The aged pension is already the largest expenditure item in the Federal Budget at $45 billion annually, and if nothing changes, it is forecast to blow out to $51 billion by 2020.
The report said raising workplace engagement among older workers was an effective way to offset negative economic impacts of an ageing population. RAI chief executive Jack Archer said attitudes towards older workers needed to change or regions risked stagnating, with older workers often facing discrimination. .
"Frankly (regions will) struggle to grow and they will be increasingly reliant on government benefits for local incomes," Mr Archer said.
"They risk losing their independence if too much of the population relies on the pension.
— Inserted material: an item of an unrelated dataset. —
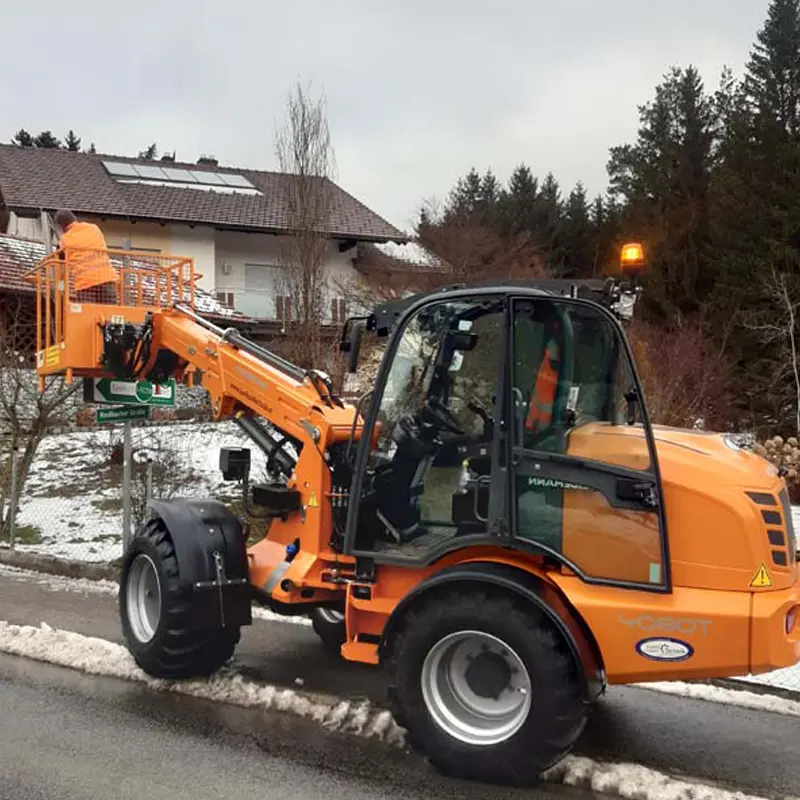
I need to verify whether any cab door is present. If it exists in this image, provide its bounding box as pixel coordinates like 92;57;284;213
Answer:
510;297;670;592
"I think the starting point at the moment is that you're better off having younger workers ... it's all part of a broader, costly attitude in society about what older Australians can bring to society.
"Maybe that's an overhang from when jobs were more likely to be highly physical."
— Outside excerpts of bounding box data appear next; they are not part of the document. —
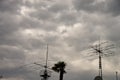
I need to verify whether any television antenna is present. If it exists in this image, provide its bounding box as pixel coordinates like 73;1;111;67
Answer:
34;44;51;80
83;39;115;80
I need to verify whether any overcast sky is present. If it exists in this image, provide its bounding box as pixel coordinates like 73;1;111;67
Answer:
0;0;120;80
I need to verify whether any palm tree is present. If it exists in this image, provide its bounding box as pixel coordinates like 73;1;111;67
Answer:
52;61;66;80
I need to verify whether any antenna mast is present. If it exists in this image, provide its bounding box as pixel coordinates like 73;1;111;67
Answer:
92;39;114;80
116;71;118;80
40;44;50;80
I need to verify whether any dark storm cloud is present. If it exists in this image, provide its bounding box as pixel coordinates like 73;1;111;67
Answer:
0;0;22;13
107;0;120;16
0;0;120;80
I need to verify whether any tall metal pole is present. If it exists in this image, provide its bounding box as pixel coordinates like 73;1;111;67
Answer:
116;71;118;80
97;38;102;78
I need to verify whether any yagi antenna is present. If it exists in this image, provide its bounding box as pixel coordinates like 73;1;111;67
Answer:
83;38;115;79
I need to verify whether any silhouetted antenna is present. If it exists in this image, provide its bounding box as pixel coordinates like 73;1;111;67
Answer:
85;39;115;79
115;71;118;80
34;44;51;80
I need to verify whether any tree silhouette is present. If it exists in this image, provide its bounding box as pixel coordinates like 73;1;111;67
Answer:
52;61;66;80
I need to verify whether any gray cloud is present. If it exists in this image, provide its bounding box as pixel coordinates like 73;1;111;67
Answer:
0;0;120;80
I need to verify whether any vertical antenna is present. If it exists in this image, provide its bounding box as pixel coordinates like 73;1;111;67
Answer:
97;37;102;78
46;44;48;68
91;38;114;79
116;71;118;80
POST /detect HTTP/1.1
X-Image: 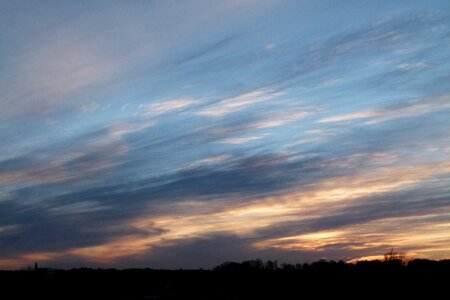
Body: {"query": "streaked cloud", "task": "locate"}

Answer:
[199,90,281,117]
[0,0,450,268]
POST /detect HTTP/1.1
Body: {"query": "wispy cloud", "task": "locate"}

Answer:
[145,99,196,116]
[198,90,281,117]
[319,95,450,124]
[218,136,264,145]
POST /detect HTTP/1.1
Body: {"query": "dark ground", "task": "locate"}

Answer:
[0,260,450,299]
The report said if older employment increased across regions like Hume, spending in those local economies could be boosted by $30 million each. Age Discrimination Commissioner Kay Patterson said many older Australians who were willing to work were often overlooked as candidates.
"It is important that society push back against discrimination, and allow older people a place in the national workforce so they too can enjoy the dignity, purpose and independence that work brings," she said.
Mr Archer called on governments to engage in more comprehensive regional trials of incentives, tailored to specific regions, which would better engage people in the 55-64 year old age group.
He said employment services could prioritise older workers and schemes such as pensions work bonus should be considered, as well as testing rules around superannuation.
"I think if we can identify a group of older people in the community who would like to work and see how we can connect them to local opportunities," Mr Archer said.
"There's an incredible amount of experience in the 55- 64 age bracket ... we need to know how to tap into that experience and maybe pair them up with younger workers.
"We don't yet know how to deal with the impacts of a really aged workforce.
"We say let's test the options in the places already experiencing the issues, help them to make progress and prepare Australia properly for the wider crisis that is coming nationally."
Experience brings benefits
The Murray region has ranked as one of the highest employers of mature-aged workers, however new information suggests national action needs to be taken to prevent Australia’s pension crisis from worsening in regional areas.
One of the concerns raised in the Aging and work in regional Australia: Pathways for accelerating economic growth conducted by The Regional Australia Institute is the mindset of “unemployability” some employers have about mature aged workers.
Proprietor for Griffith City Hire Garry Rennie has been a strong proponent of hiring mature-aged workers, and speaks about the benefits working seniors bring.
“There was a time where we tended not to consider older guys, for the reason that this can be quite a physically demanding job,” Mr Rennie said.
“(But) mature-aged workers have the skills base, their knowledge is unbeatable, and the know-how they can pass on is highly regarded.”
The report details suggest enabling greater workforce participation among older Australians will take a mix of policies aiming to empower older workers to stay in their jobs for longer.
The report also outlines programs and incentives to help make it “easier for those out of work to take advantage of new opportunities.”
While the report outlines benefits to regional economies, it also details the current disincentives seniors face for working certain hours in regards to superannuation and lack of access to income protection insurance beyond the age of 65.
Despite these disincentives, many mature age workers cannot afford to stop working even after the legal retirement age.
Sixty-four-year-old Charlie Millar, who has been working for Mr Rennie for a year and a half, says he absolutely loves working, but even if he could retire he wouldn’t be able to afford it.
“I’m a long way off retiring, we still have a mortgage to pay off,” he said.